St. Anthony’s Nursing and Rehabilitation Center has been cited by the Illinois Department of Public Health because of abuse and neglect of two residents, incurring five license violations and a fine of $2,200.
According to the IDPH's 2020 first-quarter report on nursing-home violations, St. Anthony's, 767 30th Ave., Rock Island, "failed to follow its policy and wash hands in between glove changes, avoid touching clean items with soiled gloves and avoid direct contact with a wound for one resident; and failed to identify and assess a pressure ulcer wound for (another) resident."
Following an investigation by IDPH on Oct. 25, 2019, the report states the director of nursing entered the room of the first resident Oct. 22 to change a dressing for a bedsore on the resident's tailbone.
The director of nursing (DON) removed the resident's soiled wound dressing, removed the contaminated gloves and put on clean gloves without washing hands. The DON then "cleansed the coccyx wound with gauze pads and normal saline.
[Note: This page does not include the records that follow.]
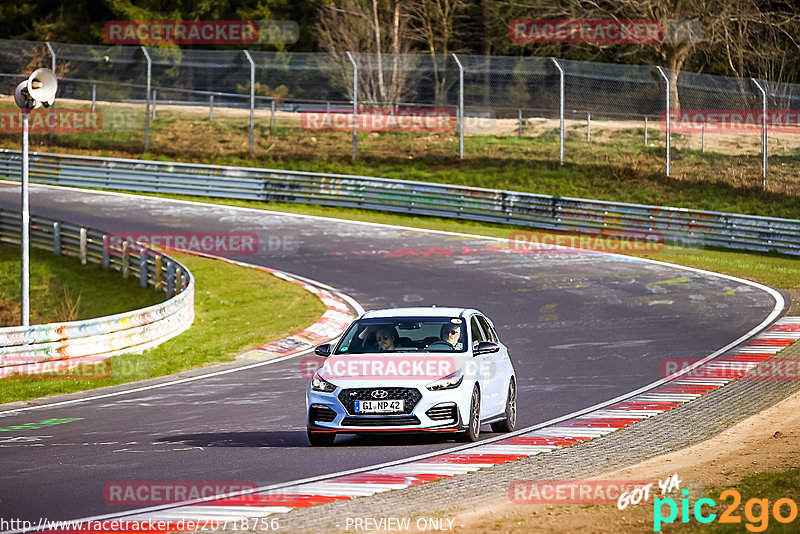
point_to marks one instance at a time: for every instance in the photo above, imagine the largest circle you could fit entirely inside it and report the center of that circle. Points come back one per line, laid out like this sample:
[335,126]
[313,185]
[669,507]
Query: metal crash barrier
[676,225]
[42,348]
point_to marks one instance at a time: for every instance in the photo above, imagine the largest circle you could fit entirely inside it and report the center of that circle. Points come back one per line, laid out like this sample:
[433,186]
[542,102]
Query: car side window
[477,334]
[487,328]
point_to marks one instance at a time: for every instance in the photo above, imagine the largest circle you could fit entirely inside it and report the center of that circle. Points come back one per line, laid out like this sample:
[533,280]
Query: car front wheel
[473,431]
[510,422]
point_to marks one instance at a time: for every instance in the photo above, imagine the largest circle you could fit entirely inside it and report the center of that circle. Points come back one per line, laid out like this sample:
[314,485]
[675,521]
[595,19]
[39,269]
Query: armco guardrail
[684,226]
[29,350]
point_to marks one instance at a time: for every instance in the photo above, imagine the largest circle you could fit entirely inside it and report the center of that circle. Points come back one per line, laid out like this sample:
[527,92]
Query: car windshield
[404,334]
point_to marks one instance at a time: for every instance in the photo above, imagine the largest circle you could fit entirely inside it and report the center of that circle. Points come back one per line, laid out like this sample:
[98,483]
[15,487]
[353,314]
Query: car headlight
[320,384]
[449,382]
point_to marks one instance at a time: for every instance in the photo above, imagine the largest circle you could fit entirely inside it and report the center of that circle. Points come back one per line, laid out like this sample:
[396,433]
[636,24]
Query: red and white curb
[666,395]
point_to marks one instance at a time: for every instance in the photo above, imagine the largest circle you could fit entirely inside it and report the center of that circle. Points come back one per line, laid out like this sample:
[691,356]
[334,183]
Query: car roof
[428,311]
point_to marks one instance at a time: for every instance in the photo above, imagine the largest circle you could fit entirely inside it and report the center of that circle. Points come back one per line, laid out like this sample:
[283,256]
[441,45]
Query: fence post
[763,133]
[355,104]
[252,101]
[147,101]
[57,238]
[52,108]
[560,109]
[588,126]
[143,267]
[82,246]
[668,116]
[460,107]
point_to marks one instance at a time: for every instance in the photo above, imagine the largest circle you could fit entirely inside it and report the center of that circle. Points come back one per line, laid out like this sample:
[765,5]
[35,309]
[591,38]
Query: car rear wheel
[321,439]
[510,422]
[473,431]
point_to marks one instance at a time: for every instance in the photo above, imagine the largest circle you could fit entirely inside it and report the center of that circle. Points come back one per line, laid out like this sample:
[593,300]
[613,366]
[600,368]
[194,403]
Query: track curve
[581,327]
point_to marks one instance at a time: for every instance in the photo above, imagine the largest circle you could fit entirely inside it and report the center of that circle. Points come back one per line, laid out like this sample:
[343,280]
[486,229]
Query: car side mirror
[486,347]
[323,350]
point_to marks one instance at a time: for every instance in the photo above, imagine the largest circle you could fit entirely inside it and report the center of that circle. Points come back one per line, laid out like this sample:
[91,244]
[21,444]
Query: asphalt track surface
[582,328]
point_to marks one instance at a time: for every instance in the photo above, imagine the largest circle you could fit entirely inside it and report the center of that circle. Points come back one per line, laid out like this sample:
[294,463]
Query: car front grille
[321,413]
[443,412]
[410,396]
[380,421]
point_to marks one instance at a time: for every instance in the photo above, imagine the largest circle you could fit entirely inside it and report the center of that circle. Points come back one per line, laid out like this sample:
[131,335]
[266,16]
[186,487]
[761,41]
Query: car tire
[321,439]
[473,431]
[510,422]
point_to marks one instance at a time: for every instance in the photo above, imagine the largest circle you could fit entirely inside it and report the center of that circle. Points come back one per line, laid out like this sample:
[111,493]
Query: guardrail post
[763,133]
[158,280]
[252,101]
[668,116]
[126,259]
[170,277]
[143,267]
[57,238]
[82,245]
[560,109]
[355,104]
[52,108]
[147,101]
[106,251]
[460,107]
[272,116]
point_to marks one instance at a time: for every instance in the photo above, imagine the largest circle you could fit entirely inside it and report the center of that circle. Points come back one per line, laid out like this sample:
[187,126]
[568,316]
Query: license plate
[385,406]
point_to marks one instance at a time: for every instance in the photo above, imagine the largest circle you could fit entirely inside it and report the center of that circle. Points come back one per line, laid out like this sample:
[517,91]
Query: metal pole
[252,101]
[147,103]
[763,133]
[703,138]
[460,107]
[272,116]
[560,109]
[355,104]
[52,108]
[25,228]
[668,117]
[588,127]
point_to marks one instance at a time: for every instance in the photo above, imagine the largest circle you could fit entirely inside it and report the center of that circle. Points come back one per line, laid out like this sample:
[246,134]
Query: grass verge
[61,289]
[236,308]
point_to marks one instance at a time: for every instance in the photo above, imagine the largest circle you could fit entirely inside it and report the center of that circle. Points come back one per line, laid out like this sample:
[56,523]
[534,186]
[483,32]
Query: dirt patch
[768,441]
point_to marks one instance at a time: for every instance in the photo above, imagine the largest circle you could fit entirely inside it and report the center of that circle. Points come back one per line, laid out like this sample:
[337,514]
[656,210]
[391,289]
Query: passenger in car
[451,333]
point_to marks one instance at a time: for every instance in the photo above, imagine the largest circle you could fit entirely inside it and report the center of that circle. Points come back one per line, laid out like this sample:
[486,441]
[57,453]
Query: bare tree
[374,28]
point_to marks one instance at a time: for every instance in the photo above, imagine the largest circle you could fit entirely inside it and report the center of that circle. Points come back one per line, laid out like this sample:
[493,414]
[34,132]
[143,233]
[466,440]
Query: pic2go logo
[756,511]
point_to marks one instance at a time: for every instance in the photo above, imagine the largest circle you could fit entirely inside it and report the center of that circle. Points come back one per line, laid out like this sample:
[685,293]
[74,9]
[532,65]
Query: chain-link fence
[404,106]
DON then removed the soiled gloves and placed on clean gloves with no hand washing occurring (again)."
The report states the director of nursing then applied collagen powder directly to the resident's wound with a gloved hand. The DON then reached into a pocket with the soiled gloved hand to retrieve a pen and proceeded to mark the date on the bandage on the wound. The DON changed gloves for a third time, again without washing hands in between glove use. After disposing of the resident's biohazard waste bag, the DON washed hands in a nearby sink.
"I should have washed my hands in between glove changes," the DON stated in the report. "I shouldn't have reached into my pocket with soiled gloves on. I hadn't used that powder; I used my fingers and probably shouldn't have. That makes more sense."
The report states the second incident occurred with a resident who was admitted to the facility on Aug. 7, 2019, with a brain tumor, debility and severe muscle deconditioning. By October, the resident had developed a bedsore on the tailbone. As a result of nursing staff's failure to follow the attending physician's order to treat the wound, it worsened from "dermatitis to an unstageable ulcerated wound."
Furthermore, the open wound on the tailbone was not recorded in a weekly pressure ulcer — or bed sore — log kept of the resident's wounds.
The IDPH report states, "None of the resident's detailed wound notes were presented by the facility or found as part of the resident's medical record. No weekly wound notes were presented documenting assessments of the resident's coccyx wound."